Canon was a happy and healthy 3-year old pup until Saturday, when he suddenly refused to eat and began drinking a lot.
“Then he started vomiting the water and so that kind of was the red flag that made us decide to take him to the hospital. They gave him some IV fluids, sent us home with a bunch of antibiotics, and told us if he got worse take him on to Nashville’s Pet ER,” Canon’s owner, Christy Figlio told WZTV.
Later that day, Canon began convulsing. By the time he was rushed to the Nashville Pet Hospital, he had a 107 degree fever and was in liver failure. All symptoms which pointed to xylitol poisoning.
Veterinarians said Canon could’ve ingested gum that was spit out somewhere outside on the sidewalk, or even just ingested a stick of gum that had fallen out of a purse.
“Had I known that gum could be so deadly, it wouldn’t be allowed on our property,” Figlio said.
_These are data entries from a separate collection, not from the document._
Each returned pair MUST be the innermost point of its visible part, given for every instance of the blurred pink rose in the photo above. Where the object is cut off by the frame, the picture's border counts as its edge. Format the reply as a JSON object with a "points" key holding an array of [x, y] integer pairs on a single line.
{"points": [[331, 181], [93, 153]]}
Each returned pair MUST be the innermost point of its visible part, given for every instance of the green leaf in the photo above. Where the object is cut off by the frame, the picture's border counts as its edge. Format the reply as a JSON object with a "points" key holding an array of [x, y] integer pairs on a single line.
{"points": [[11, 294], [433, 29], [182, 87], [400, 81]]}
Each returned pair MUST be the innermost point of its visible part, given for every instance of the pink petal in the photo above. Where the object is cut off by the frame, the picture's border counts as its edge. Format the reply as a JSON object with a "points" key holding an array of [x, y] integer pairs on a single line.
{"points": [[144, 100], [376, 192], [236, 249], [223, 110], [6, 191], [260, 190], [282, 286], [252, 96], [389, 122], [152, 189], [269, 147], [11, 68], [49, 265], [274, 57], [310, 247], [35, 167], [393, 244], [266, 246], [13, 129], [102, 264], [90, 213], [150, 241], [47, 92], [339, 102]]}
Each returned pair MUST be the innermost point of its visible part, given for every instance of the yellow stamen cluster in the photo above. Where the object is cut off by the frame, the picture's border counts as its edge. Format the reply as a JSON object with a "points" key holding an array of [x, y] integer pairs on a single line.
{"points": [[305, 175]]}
When dogs ingest xylitol, it becomes a sugar alcohol that results in a remarkable spike in their blood sugar levels. The ensuing insulin rush in dogs leads to a very dangerous drop of their glucose levels, triggering symptoms such as lethargy, weakness, loss of coordination, collapse, and even seizures. Because these alarming symptoms can occur within just 30 minutes of ingestion, it is important that you immediately bring your pet to the vet for emergency treatment. If the dog survives for long, the xylitol substance can also result in liver damage within only 24 hours.
Xylitol is proven to be deadly to a 65-pound dog with just a mere amount of three grams of the substance. Depending on the brand, this particular amount can be found in eight to ten sticks of chewing gum. Of course, with this basic estimate in mind, only a smaller amount of xylitol, maybe a couple of gum sticks, can easily claim the life of a small to average-sized toy breed.